Thankfully, once we finally got to Manta I was able to call Manuel and let him know we’d arrived in one piece (yes Dad, the cell phone and Ecuador SIM card you insisted on making me travel with did in fact come in handy — now you can say I told you so in your next email.) Thankfully, a young man from our school came to pick us up, and took us each to our host families in a taxi.
My casa for the week isn’t a single house for one family. Instead, it’s a family-run hotel and my host family — a mom, dad, two daughters and a son — lives on the first floor. I have my own private room and bathroom (with hot water!) in the hotel, which is much nicer than I was expecting. The first night was by far the most challenging, but as I’ve gotten more comfortable and my Spanish slowly improves, I’ve been able to communicate relatively well. Of course my vocabulary is far from impressive, so I often need to stop them (or slow them down) when they ask me questions, but I’m getting by.
Overall, Manta is a relatively ugly harbor city. It’s spread out and none of the buildings are higher than five or six floors. I haven’t seen a single other tourist thus far, and I have to admit as weird as it is, I’m more than happy to be out of the tourist trap and fiesta town of Moñtanita.

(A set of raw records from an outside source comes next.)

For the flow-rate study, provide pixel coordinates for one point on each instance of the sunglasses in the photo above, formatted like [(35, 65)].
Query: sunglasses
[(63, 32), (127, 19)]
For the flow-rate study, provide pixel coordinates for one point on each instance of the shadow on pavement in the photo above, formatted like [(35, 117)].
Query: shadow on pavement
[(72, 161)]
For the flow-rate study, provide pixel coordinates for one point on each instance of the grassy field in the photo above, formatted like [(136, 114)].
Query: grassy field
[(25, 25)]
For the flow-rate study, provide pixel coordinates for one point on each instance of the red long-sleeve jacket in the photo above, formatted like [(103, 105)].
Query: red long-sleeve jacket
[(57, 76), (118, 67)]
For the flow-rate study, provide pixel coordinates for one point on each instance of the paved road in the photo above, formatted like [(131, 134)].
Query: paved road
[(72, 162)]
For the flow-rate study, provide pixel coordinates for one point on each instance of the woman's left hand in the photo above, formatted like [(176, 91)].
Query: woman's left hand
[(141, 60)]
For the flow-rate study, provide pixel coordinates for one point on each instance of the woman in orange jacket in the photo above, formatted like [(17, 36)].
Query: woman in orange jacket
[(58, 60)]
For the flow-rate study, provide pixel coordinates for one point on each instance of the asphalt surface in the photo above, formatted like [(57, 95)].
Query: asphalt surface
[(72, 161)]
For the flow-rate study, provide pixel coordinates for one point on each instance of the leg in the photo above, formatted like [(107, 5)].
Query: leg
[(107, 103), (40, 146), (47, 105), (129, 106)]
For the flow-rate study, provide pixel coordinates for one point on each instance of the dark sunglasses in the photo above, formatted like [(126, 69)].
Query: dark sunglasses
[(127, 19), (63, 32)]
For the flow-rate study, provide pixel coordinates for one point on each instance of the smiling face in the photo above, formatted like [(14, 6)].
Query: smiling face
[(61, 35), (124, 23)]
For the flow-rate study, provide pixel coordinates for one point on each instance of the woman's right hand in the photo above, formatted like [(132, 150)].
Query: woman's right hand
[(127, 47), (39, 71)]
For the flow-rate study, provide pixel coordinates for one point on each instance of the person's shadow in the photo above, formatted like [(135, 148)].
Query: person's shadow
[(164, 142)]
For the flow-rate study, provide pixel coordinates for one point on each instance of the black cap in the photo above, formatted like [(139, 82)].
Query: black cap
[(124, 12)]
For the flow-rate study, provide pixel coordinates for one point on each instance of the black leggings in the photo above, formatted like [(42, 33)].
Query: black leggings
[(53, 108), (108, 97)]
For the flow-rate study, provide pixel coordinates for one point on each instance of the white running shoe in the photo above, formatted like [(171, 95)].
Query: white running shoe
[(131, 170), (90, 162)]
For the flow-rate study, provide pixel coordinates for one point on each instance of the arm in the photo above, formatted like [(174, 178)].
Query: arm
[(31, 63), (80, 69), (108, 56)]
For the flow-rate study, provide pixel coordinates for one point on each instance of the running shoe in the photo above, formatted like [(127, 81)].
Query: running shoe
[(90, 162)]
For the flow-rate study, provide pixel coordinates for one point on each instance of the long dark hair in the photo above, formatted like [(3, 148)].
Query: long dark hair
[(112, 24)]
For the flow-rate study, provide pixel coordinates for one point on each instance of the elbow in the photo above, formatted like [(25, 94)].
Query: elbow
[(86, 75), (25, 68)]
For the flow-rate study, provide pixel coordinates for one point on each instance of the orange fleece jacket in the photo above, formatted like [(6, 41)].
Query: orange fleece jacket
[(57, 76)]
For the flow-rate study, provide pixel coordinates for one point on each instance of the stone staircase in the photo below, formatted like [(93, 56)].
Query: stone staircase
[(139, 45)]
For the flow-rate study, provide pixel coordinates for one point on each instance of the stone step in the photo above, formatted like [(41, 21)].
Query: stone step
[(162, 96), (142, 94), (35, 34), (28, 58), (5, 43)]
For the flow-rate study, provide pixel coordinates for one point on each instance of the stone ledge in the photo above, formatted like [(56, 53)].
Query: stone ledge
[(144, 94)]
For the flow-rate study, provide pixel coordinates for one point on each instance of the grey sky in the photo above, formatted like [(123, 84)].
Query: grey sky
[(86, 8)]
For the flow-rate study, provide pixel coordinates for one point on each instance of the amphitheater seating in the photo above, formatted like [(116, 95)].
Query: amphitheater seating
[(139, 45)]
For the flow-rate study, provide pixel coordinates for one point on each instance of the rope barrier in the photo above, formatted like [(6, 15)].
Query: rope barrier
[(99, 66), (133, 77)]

Of course living on the beach in a crazy party town where booze costs $2 wasn’t a horrific lifestyle for a week, but I’m ready to really experience the cities of Ecuador and move on to a more authentic part of the trip.
The only complaint I have thus far is our new schedule: starting at 8:30 AM, we have four hours of Spanish, broken up only by a single twenty minute break. It’s a lot, and by the end, my brain literally starts to hurt from all the information being thrown at me. I must be retaining some of it though, because I find I’m much more capable of having conversations with strangers, even if they’re relatively basic and brief!
The rest of my week is jam packed: tomorrow we have a trip to a panama hat factory, Thursday is a national holiday and we get to go paragliding (ah I can’t wait!), Friday we have a cooking lesson, and Saturday we have an all day trip to Puerto Lopez where we will be snorkeling and whale watching. The Sunday we get on our 7 hour bus ride east and into the mountains to Quito. Thankfully, we’re booked on a tourist bus with AC and nice seats, so there will be no repeat of our last bus journey!
Hi, I’ve been reading about your experiences in South America and they sound wonderful! I was also thinking of learning Spanish in Ecuador, and found a bunch of different schools offering the traveling classroom program – which one did you enroll in? They all sound fairly similar from the websites. Thank you!
Hi Andrea! Sorry I just saw your comment, it somehow got caught through my spam filter 🙁
I studied through AGS, Andean Global Studies Spanish program. Their website is here: http://www.andeanglobalstudies.org and on the left hand side, it has links to the other schools where I studied, which are all linked together through the Traveling Classroom program that I participated in and wrote about! Hope this helps, let me know if you have any other questions!!